The doses of raloxifene and oestradiol were chosen for their equipotent effects on BMD, and therefore it is possible that a higher dose of raloxifene could have activated the ERE to the same extent as oestradiol. The present study is the first to analyse the effects of CAIA on BMD and cartilage and bone remodelling. Sham-operated mice with CAIA, non-arthritic Ferroptosis phosphorylation OVX mice and OVX mice with CAIA displayed the same trabecular BMD. These results were unexpected, as
both OVX and CIA have been shown to induce bone loss separately and additively [9]. All mice had received an intraperitoneal injection of LPS 1 week prior to termination. LPS is well known to induce osteoporosis quickly [38,39]. Because we did not find any difference in BMD between the vehicle-treated mice that had received collagen-antibodies and the non-arthritic controls, osteoporosis may have been induced by the administration of LPS. Also, the duration of the experiment was 2 weeks after administration of antibodies, and this short observation time may conceal pro-osteoporotic properties of CAIA. This issue needs to be studied further. Interestingly, raloxifene treatment resulted in increased BMD, although it did not affect the severity of the arthritic disease, suggesting anti-osteoporotic properties by raloxifene during LPS-induced inflammation. In addition, raloxifene increased bone FK228 formation
as measured by serum levels of osteocalcin. This is in accordance with our previous results [6]. The histological Molecular motor destruction found in paw sections was not as severe as in some previous studies [10,12], and this was due most probably to the short experiment protocol (2 weeks of disease). Serum levels of COMP reflect the degree of cartilage destruction during arthritic disease [27–29]. To our knowledge, this has not been investigated previously in CAIA. The arthritic disease resulted in a significant increase in COMP levels in OVX mice compared to non-arthritic controls
(P < 0·001). As both groups had received an injection of LPS, administration of anti-CII antibodies contributed to the cartilage destruction.
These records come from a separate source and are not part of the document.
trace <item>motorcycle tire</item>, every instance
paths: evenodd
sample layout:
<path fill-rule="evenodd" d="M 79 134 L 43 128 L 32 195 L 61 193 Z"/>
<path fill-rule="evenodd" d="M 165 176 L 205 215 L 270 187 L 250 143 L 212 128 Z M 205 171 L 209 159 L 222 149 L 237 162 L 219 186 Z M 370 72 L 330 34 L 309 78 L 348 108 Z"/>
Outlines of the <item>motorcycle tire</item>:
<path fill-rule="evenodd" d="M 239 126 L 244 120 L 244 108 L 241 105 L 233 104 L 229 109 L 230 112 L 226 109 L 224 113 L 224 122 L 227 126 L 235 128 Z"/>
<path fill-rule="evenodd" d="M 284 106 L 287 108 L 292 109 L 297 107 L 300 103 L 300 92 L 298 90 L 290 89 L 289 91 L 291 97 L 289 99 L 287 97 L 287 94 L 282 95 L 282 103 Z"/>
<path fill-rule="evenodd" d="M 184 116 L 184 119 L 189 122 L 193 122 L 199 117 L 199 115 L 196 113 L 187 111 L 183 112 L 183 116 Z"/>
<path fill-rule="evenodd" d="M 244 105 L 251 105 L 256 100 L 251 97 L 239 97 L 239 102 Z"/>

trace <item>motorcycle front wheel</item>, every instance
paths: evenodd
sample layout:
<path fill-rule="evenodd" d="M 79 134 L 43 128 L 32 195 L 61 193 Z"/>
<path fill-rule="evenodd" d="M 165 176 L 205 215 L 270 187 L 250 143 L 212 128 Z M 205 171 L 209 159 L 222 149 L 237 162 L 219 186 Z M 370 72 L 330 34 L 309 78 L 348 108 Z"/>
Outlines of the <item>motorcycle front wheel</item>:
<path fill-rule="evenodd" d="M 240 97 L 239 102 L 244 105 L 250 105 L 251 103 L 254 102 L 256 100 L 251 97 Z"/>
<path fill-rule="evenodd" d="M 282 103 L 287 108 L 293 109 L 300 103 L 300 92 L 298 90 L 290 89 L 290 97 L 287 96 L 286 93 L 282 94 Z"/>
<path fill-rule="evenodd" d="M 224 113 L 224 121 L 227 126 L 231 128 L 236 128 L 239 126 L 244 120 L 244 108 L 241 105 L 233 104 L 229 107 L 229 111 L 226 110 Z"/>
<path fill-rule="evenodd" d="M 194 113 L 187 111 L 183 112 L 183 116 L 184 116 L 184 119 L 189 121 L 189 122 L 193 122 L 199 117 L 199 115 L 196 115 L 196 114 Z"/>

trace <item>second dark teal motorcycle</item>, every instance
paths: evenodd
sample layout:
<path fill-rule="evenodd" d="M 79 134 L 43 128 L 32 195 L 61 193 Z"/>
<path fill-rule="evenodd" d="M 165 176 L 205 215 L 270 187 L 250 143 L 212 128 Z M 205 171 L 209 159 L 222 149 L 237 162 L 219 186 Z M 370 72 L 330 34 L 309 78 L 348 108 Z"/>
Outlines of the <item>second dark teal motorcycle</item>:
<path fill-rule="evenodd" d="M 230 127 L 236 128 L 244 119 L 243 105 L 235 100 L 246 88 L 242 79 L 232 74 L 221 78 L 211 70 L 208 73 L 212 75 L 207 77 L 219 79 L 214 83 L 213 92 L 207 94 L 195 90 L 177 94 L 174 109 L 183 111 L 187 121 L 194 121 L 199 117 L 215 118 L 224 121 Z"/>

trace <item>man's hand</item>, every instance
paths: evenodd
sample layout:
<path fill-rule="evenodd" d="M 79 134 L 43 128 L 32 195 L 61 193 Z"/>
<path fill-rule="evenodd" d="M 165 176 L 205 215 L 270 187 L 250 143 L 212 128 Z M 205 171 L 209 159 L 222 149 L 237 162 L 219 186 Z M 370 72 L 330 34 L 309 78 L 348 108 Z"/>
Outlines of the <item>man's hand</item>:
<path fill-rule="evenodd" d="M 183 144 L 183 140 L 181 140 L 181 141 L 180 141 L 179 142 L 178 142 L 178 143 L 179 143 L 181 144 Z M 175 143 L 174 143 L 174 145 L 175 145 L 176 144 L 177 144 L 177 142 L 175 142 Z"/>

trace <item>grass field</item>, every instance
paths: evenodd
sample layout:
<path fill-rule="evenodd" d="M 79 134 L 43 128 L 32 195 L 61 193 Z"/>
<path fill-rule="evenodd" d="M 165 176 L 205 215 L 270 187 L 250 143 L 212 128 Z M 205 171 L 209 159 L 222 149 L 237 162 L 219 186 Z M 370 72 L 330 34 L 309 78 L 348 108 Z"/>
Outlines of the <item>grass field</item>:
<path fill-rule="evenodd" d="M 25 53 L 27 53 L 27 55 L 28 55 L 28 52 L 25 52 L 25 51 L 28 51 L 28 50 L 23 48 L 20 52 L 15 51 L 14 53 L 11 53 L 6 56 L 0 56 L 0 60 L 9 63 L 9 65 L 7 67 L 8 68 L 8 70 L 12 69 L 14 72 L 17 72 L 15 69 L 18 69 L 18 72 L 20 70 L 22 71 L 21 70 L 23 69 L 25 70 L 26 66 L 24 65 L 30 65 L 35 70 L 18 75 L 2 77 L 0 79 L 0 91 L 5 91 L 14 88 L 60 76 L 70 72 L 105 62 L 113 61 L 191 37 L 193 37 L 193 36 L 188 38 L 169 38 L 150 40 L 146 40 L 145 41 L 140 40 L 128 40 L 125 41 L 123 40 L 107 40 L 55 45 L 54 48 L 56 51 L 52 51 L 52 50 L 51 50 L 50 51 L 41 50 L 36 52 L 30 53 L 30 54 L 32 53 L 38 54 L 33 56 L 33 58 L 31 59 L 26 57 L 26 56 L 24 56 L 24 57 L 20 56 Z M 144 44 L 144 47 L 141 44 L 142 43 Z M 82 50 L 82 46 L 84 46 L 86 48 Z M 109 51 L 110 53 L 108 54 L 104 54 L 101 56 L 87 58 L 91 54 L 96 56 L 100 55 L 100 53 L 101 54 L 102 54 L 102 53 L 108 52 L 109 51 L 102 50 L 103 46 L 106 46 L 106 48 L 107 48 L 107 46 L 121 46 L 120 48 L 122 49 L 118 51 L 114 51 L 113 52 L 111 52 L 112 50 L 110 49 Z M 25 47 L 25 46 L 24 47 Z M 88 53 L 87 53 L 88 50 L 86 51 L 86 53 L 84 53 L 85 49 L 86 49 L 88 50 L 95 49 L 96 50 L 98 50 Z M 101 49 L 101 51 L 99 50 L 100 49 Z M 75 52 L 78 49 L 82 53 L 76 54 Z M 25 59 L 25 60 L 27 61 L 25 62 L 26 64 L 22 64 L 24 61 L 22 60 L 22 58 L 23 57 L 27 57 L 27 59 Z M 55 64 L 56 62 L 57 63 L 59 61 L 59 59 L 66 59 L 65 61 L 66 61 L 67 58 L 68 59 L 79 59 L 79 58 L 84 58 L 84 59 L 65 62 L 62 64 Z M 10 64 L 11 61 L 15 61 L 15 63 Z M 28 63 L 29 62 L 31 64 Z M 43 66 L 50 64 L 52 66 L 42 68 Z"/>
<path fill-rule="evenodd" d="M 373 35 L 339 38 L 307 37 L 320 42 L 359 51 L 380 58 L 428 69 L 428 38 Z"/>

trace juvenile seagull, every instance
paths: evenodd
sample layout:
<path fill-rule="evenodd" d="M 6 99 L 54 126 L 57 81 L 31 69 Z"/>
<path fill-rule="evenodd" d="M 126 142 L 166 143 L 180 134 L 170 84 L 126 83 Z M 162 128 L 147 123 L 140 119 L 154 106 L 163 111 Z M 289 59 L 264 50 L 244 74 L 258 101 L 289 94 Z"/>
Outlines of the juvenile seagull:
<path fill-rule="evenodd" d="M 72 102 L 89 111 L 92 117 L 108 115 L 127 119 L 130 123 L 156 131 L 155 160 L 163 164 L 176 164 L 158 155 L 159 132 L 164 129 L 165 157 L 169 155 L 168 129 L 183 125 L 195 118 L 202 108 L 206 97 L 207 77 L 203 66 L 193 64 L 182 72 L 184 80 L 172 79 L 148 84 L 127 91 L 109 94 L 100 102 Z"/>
Indeed, it has been shown previously in vitro that anti-collagen II antibodies are pathogenic to chondrocytes, affecting both cartilage formation [40] and cartilage explants [41]. Administration of oestradiol and sham operation lowered the COMP levels compared to arthritic OVX controls, indicating protection of cartilage by both exogenous and endogenous oestradiol. In contrast, raloxifene did not influence the serum levels of COMP or the destruction of cartilage. It has been reported previously that raloxifene does not hamper granulocyte-mediated inflammation, whereas oestradiol does [19]. This could explain the difference between raloxifene and oestradiol treatment, as CII antibodies have been shown to mediate cartilage destruction even in the absence of inflammation [42,43].